Re: [PATCH v12 07/22] x86/virt/tdx: Add skeleton to enable TDX on demand

Dave Hansen <dave.hansen@xxxxxxxxx> · Mon, 3 Jul 2023 08:26:00 -0700

On 7/3/23 08:03, Peter Zijlstra wrote:
> On Mon, Jul 03, 2023 at 07:40:55AM -0700, Dave Hansen wrote:
>> On 7/3/23 03:49, Peter Zijlstra wrote:
>>>> There are also latency and noisy neighbor concerns, e.g. we *really* don't want
>>>> to end up in a situation where creating a TDX guest for a customer can observe
>>>> arbitrary latency *and* potentially be disruptive to VMs already running on the
>>>> host.
>>> Well, that's a quality of implementation issue with the whole TDX
>>> crapola.
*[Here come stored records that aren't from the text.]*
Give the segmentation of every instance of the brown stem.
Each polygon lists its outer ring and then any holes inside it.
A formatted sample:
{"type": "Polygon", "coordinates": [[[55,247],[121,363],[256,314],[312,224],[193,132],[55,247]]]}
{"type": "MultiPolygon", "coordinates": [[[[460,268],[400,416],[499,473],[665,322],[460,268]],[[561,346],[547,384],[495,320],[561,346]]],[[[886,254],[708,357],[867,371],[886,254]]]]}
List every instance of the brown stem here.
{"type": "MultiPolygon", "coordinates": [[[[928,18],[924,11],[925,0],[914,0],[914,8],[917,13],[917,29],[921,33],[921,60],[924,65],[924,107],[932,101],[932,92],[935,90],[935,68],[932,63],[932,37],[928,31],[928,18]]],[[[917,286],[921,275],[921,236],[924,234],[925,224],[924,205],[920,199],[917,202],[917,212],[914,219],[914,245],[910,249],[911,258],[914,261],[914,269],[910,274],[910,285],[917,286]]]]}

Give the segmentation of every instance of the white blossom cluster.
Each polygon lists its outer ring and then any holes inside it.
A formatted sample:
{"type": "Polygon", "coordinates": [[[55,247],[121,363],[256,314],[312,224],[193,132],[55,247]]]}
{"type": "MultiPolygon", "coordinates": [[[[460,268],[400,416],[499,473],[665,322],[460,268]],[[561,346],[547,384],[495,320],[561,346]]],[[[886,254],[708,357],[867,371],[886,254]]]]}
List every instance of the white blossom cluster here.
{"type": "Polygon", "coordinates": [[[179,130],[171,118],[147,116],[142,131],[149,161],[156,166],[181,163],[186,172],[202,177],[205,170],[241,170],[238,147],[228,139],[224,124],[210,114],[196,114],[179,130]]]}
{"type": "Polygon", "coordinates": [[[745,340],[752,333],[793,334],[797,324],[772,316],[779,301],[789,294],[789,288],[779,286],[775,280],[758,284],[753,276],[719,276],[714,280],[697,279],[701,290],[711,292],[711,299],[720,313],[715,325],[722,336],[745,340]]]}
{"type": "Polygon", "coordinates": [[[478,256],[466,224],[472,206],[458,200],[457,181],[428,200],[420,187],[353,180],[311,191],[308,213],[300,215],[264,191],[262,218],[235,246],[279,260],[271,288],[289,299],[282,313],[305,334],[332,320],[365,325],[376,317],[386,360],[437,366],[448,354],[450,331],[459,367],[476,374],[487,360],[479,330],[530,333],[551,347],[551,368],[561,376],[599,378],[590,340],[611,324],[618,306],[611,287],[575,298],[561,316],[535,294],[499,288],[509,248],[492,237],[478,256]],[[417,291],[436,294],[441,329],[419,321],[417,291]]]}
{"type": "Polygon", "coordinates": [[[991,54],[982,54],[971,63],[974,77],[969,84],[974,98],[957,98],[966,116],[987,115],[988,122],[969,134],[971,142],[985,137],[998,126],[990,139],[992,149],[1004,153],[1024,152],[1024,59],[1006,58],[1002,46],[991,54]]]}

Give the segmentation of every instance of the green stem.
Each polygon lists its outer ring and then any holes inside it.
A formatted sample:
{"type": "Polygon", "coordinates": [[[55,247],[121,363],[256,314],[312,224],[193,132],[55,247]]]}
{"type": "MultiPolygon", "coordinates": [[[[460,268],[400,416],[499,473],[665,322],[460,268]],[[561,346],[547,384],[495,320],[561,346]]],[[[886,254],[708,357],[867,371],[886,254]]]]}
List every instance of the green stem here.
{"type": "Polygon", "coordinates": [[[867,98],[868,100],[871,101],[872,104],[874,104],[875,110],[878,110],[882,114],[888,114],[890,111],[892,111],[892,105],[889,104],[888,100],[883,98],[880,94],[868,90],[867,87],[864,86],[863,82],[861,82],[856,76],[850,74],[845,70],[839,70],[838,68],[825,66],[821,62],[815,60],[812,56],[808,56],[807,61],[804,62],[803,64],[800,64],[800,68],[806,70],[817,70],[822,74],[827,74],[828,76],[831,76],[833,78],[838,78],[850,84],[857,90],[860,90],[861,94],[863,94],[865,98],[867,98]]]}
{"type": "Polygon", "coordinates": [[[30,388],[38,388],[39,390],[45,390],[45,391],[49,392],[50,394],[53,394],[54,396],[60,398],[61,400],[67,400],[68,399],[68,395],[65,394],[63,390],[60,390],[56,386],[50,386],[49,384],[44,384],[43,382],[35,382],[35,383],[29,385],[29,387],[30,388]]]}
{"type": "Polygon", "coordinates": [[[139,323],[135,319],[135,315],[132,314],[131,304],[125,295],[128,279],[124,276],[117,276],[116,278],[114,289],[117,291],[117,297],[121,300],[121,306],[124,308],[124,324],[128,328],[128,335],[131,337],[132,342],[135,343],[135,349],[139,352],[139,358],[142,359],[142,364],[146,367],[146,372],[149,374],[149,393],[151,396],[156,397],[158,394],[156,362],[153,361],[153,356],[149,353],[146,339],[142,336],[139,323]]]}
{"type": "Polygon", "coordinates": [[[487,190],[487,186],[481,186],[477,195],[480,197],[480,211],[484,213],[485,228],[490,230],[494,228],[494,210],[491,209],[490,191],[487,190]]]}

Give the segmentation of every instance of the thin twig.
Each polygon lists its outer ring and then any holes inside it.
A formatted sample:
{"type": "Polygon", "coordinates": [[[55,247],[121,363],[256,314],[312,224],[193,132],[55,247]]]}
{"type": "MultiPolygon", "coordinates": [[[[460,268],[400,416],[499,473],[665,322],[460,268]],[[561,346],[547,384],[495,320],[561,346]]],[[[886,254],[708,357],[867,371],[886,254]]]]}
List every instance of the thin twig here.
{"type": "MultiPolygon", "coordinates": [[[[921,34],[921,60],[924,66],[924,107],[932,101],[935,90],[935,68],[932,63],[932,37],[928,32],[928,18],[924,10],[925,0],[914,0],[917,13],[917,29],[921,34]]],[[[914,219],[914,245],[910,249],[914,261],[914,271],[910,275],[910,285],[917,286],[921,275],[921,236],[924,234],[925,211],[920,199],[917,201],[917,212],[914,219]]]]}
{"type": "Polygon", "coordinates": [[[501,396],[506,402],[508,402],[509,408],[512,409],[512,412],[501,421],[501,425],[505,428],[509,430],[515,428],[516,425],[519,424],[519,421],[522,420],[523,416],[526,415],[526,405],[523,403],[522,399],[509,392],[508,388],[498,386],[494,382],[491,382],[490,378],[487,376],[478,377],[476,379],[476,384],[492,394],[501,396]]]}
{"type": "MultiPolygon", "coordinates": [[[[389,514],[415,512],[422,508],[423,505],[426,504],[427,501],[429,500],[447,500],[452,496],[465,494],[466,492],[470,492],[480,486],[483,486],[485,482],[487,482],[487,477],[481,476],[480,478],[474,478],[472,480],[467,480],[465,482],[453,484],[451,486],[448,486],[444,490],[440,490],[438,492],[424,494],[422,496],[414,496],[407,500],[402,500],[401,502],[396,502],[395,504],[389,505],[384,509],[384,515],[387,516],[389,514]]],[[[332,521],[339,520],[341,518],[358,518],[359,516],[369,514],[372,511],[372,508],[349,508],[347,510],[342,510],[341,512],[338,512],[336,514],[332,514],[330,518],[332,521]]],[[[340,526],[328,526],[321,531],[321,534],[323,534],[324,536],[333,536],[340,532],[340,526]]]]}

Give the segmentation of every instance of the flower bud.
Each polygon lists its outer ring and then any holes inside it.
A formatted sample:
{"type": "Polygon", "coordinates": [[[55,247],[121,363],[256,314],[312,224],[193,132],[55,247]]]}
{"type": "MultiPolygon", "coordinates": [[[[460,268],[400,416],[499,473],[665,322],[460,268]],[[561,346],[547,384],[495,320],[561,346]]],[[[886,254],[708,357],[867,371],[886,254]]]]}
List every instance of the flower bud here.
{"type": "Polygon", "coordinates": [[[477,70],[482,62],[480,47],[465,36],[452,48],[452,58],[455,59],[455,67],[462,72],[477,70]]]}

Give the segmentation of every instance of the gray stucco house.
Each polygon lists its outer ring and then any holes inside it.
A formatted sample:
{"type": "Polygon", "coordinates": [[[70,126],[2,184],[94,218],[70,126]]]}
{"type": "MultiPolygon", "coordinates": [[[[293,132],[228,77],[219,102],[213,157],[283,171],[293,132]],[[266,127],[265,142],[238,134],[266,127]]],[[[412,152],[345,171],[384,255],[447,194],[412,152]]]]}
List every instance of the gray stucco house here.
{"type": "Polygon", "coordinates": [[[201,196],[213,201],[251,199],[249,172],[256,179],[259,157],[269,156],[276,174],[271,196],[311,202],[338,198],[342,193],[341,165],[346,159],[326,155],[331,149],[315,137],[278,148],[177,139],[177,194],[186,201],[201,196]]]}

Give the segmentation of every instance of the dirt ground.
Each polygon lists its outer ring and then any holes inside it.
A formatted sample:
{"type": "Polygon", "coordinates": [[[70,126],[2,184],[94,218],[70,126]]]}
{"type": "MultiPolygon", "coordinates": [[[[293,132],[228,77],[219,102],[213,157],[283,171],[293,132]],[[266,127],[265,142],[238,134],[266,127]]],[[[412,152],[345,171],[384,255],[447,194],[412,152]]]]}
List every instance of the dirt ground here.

Sounds like we want to impose latency constraints on the
>>> various TDX calls. Allowing it to consume arbitrary amounts of CPU time
>>> is unacceptable in any case.
>>
>> For what it's worth, everybody knew that calling into the TDX module was
>> going to be a black hole and that consuming large amounts of CPU at
>> random times would drive people bat guano crazy.
>>
>> The TDX Module ABI spec does have "Leaf Function Latency" warnings for
>> some of the module calls.  But, it's basically a binary thing.  A call
>> is either normal or "longer than most".
>>
>> The majority of the "longer than most" cases are for initialization.
>> The _most_ obscene runtime ones are chunked up and can return partial
>> progress to limit latency spikes.  But I don't think folks tried as hard
>> on the initialization calls since they're only called once which
>> actually seems pretty reasonable to me.
>>
>> Maybe we need three classes of "Leaf Function Latency":
>> 1. Sane
>> 2. "Longer than most"
>> 3. Better turn the NMI watchdog off before calling this. :)
>>
>> Would that help?
> 
> I'm thikning we want something along the lines of the Xen preemptible
> hypercalls, except less crazy. Where the caller does:
> 
> 	for (;;) {
> 		ret = tdcall(fn, args);
> 		if (ret == -EAGAIN) {
> 			cond_resched();
> 			continue;
> 		}
> 		break;
> 	}
> 
> And then the TDX black box provides a guarantee that any one tdcall (or
> seamcall or whatever) never takes more than X ns (possibly even
> configurable) and we get to raise a bug report if we can prove it
> actually takes longer.

It's _supposed_ to be doing something kinda like that.  For instance, in
the places that need locking, the TDX module essentially does:

	if (!trylock(&lock))
		return -EBUSY;

which is a heck of a lot better than spinning in the TDX module.  Those
module locks are also almost always for things that *also* have some
kind of concurrency control in Linux too.

*But*, there are also the really nasty calls that *do* take forever.  It
would be great to have a list of them or, heck, even *enumeration* of
which ones can take forever so we don't need to maintain a table.